Als ob er je das Ding direkt beim Namen nennen würde! In Wirklichkeit warnte er in seiner Ansprache (an das diplomatische Korps von Tansania, nicht etwa an die Betroffenen) vor „Vorbeugungs-Programmen, die nur auf Information beruhen“ und nannte „noch schädlicher Kampagnen, die – mangels moralischen Inhalts und durch die falsche Sicherheit, die sie anbieten – implizit gerade jene Verhaltensmodelle fördern, die so sehr zur Ausbreitung der Krankheit beigetragen haben“.

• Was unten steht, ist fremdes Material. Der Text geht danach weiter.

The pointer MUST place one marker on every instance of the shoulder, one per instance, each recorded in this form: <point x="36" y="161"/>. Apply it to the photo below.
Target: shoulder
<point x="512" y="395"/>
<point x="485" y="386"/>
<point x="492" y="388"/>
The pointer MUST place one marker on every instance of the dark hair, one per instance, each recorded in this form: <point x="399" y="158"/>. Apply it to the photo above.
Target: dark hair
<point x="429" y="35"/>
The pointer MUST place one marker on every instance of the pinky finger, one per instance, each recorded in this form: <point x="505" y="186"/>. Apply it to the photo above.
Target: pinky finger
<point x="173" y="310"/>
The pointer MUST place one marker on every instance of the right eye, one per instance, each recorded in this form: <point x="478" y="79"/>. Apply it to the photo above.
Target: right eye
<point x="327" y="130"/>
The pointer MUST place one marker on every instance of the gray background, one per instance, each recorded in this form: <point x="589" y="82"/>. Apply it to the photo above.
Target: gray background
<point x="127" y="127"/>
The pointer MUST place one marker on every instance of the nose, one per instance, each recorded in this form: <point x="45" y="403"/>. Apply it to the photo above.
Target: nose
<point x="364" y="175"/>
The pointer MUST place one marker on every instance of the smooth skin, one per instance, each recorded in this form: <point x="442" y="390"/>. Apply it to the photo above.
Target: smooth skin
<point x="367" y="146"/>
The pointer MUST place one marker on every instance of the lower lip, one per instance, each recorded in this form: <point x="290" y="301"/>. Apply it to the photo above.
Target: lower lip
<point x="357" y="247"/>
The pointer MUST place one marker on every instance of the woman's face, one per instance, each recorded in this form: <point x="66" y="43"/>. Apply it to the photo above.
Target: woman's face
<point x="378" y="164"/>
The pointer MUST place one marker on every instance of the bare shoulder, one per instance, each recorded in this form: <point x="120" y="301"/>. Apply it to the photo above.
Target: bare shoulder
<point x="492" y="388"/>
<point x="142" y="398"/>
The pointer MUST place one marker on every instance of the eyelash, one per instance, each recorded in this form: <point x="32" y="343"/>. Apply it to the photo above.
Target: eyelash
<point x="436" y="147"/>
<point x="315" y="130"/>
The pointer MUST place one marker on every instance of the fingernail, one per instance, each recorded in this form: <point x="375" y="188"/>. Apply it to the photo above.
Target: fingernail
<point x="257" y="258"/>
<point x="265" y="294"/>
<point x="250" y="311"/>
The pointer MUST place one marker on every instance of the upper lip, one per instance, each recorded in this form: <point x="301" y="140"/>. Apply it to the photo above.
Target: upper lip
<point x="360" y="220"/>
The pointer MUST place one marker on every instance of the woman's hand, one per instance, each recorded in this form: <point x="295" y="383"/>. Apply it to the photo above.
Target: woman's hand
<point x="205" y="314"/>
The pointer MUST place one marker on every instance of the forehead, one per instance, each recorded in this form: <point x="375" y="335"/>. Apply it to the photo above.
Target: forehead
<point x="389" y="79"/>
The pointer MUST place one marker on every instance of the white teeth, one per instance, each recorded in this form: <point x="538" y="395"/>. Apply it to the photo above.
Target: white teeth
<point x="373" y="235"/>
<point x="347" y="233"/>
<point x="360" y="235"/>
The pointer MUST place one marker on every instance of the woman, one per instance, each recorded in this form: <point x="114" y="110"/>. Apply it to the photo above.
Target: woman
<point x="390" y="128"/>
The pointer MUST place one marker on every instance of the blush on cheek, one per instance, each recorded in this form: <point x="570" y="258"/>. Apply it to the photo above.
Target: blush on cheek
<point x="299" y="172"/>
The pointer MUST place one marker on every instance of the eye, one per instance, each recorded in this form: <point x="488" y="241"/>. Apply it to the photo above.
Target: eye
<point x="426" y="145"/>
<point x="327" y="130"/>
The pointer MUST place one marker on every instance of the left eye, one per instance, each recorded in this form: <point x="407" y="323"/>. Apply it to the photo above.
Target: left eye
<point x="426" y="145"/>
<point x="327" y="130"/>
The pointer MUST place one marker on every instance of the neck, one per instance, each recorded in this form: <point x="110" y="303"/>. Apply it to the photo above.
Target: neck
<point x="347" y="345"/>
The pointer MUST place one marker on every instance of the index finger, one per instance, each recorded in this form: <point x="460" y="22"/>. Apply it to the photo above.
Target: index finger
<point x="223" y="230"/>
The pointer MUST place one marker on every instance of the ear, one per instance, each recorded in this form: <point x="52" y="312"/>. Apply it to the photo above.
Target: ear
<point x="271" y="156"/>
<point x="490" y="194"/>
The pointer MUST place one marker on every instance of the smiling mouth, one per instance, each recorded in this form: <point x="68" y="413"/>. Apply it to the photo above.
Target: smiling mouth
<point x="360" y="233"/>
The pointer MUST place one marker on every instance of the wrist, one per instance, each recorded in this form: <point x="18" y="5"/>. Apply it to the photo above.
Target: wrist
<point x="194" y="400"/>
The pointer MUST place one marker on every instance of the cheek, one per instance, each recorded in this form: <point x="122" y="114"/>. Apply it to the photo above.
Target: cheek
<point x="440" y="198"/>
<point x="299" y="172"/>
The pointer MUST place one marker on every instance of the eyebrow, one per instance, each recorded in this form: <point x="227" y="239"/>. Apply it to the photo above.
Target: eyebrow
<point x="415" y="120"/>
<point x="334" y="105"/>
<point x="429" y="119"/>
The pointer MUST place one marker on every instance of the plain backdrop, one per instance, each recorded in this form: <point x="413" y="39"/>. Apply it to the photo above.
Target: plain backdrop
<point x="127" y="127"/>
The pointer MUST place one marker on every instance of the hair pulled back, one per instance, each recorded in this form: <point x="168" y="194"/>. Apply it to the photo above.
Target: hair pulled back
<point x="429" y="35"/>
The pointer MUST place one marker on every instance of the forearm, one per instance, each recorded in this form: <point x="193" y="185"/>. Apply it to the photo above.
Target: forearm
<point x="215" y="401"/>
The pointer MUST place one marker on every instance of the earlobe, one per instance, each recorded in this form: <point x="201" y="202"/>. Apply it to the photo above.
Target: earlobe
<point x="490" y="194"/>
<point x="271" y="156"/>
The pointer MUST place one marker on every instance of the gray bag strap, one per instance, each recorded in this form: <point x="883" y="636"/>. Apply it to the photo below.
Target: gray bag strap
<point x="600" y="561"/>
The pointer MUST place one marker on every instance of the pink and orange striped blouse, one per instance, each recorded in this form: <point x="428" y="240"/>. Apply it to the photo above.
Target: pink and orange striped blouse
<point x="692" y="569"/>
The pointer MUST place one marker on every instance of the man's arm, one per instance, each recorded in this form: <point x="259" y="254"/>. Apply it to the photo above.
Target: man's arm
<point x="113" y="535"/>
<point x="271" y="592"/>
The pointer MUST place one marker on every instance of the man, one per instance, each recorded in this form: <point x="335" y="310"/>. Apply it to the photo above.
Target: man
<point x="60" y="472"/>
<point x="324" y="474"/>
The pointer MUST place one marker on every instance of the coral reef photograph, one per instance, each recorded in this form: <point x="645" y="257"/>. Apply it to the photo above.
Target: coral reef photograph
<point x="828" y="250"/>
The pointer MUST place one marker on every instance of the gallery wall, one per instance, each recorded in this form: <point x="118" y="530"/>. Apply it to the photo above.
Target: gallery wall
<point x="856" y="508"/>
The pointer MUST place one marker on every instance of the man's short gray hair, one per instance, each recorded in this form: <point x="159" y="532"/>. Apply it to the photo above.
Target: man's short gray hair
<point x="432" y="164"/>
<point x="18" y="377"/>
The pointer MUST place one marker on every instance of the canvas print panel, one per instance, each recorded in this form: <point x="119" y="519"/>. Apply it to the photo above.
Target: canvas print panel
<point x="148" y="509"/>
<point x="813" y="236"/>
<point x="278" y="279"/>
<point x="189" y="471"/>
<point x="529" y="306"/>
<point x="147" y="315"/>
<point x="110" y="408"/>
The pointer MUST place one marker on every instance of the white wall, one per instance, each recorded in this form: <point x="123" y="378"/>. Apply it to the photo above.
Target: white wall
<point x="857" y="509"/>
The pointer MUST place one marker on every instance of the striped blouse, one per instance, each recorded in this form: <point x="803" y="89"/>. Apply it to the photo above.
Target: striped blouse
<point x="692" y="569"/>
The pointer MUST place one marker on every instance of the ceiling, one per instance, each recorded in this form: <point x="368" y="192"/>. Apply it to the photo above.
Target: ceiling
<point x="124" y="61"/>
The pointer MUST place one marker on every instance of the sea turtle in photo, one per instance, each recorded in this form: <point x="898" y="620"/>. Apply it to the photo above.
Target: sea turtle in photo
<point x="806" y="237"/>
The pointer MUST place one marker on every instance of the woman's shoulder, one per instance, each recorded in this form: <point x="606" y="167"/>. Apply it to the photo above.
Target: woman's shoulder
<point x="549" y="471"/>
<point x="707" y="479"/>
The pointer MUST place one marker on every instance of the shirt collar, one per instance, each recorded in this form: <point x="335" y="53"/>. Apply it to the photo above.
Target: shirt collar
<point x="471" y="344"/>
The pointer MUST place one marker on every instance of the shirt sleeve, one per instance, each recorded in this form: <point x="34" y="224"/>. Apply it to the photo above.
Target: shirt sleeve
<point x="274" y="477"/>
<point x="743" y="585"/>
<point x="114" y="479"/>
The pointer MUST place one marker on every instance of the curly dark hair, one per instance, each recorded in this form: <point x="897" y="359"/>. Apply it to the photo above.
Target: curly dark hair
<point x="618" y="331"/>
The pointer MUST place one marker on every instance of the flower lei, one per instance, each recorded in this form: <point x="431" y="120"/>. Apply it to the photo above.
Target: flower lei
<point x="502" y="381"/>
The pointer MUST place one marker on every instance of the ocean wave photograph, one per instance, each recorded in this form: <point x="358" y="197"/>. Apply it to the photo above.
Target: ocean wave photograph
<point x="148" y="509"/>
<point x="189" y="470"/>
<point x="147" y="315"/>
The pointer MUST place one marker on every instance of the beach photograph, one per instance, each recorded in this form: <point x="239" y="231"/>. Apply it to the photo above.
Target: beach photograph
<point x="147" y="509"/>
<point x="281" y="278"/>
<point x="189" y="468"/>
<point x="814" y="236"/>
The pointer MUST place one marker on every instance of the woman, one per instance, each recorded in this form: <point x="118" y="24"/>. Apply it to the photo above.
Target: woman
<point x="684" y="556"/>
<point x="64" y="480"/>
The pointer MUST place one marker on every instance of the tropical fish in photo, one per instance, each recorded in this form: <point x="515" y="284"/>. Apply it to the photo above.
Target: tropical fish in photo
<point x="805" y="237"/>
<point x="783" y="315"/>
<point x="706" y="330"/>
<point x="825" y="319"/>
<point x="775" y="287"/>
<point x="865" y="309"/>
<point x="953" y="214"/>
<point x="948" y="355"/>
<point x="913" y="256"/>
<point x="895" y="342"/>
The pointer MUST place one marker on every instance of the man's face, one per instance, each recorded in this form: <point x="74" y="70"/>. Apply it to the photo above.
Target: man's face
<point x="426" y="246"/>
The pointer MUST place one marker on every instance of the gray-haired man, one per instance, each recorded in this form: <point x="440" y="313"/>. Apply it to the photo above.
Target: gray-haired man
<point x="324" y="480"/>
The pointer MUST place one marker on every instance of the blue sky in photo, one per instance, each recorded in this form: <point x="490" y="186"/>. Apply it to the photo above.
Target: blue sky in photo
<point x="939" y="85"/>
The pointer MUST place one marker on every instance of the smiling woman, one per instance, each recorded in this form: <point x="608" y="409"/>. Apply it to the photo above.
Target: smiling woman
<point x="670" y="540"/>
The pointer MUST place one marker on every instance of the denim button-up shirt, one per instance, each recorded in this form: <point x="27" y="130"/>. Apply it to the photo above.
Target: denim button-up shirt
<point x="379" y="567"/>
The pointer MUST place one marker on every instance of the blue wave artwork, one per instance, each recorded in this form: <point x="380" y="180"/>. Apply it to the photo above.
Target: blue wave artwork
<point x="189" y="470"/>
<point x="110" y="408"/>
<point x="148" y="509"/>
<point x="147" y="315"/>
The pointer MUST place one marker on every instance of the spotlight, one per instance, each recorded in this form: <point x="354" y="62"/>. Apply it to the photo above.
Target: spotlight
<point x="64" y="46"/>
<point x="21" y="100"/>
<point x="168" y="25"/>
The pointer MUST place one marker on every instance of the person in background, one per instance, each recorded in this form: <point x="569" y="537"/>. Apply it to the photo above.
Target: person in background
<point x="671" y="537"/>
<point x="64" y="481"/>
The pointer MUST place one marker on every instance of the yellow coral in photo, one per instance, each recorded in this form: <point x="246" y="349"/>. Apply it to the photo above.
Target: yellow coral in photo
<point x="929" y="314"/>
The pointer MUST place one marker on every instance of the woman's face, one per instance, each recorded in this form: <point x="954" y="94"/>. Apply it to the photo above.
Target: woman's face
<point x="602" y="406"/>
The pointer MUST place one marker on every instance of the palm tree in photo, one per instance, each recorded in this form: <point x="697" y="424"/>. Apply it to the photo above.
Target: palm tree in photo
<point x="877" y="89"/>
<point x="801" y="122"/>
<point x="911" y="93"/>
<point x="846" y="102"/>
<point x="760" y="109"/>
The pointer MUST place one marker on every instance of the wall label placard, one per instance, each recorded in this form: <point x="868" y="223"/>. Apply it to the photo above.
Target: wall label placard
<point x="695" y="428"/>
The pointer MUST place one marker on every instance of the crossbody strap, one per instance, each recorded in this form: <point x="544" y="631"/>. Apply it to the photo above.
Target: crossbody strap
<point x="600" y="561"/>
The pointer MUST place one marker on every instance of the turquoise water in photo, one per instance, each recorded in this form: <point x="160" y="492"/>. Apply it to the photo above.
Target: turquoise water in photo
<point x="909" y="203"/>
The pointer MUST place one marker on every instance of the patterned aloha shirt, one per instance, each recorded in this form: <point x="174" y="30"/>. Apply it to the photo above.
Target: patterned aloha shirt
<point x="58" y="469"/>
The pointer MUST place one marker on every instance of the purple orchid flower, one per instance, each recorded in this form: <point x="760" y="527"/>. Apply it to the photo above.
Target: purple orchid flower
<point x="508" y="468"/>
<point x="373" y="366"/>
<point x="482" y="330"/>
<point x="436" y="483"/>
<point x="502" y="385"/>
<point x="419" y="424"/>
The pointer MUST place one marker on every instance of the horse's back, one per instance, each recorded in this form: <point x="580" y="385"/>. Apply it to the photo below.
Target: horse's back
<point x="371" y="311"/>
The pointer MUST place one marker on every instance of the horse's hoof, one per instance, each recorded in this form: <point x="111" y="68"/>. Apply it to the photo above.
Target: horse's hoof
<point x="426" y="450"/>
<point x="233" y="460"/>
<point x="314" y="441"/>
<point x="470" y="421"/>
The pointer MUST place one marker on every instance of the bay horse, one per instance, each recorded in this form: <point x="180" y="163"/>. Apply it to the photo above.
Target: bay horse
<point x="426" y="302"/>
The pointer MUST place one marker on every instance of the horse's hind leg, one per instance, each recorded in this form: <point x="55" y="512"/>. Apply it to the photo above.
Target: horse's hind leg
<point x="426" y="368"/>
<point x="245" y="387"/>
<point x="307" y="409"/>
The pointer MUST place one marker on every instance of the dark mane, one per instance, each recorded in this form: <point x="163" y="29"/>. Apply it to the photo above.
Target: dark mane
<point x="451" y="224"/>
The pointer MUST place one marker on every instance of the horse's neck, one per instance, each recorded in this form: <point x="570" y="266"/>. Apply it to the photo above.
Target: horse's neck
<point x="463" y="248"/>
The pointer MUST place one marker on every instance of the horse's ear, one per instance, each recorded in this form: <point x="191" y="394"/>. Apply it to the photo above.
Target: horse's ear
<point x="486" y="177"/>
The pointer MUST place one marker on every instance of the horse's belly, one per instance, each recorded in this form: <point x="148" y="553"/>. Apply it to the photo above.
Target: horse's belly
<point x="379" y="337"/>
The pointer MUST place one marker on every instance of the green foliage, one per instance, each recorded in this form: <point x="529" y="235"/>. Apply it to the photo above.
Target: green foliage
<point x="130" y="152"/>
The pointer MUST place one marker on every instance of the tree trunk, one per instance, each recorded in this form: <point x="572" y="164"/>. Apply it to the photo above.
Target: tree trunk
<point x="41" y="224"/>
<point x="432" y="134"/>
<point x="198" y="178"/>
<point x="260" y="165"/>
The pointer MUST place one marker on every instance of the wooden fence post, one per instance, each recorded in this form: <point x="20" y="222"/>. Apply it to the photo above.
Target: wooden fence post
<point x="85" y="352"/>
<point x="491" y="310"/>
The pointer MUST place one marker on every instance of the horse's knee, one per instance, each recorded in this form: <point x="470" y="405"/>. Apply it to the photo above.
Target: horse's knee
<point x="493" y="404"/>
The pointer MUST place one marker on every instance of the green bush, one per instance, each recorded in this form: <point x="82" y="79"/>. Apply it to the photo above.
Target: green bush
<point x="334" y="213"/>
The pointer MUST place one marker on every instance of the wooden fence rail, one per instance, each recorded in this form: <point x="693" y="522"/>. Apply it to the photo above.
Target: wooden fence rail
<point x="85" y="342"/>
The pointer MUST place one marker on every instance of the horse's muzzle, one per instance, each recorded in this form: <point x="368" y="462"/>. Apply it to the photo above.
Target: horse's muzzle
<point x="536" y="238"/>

Hinter dem Argument verbirgt sich fast schamhaft jene Sexualmoral, die selbst bei Todesgefahr Lust nur erlaubt, wenn Zeugung möglich ist, und irdische, nämlich relative Sicherheit als „falsche“ abtut. Freilich, der Satz: „Wir müssen gegenseitig treue, lebenslang dauernde Ehen als Norm einführen“ stammt nicht vom Papst, sondern vom Gesundheitsminister von Simbabwe, der 1990 in diesem afrikanischen Land – 26 Millionen Kondome verteilen läßt. Seit dem Mittelalter, als Pest und Syphilis das christliche Europa verheerten, hat sich nun einmal die Erkenntnis durchgesetzt: Moral kann Medizin nicht ersetzen. Hj. Ste.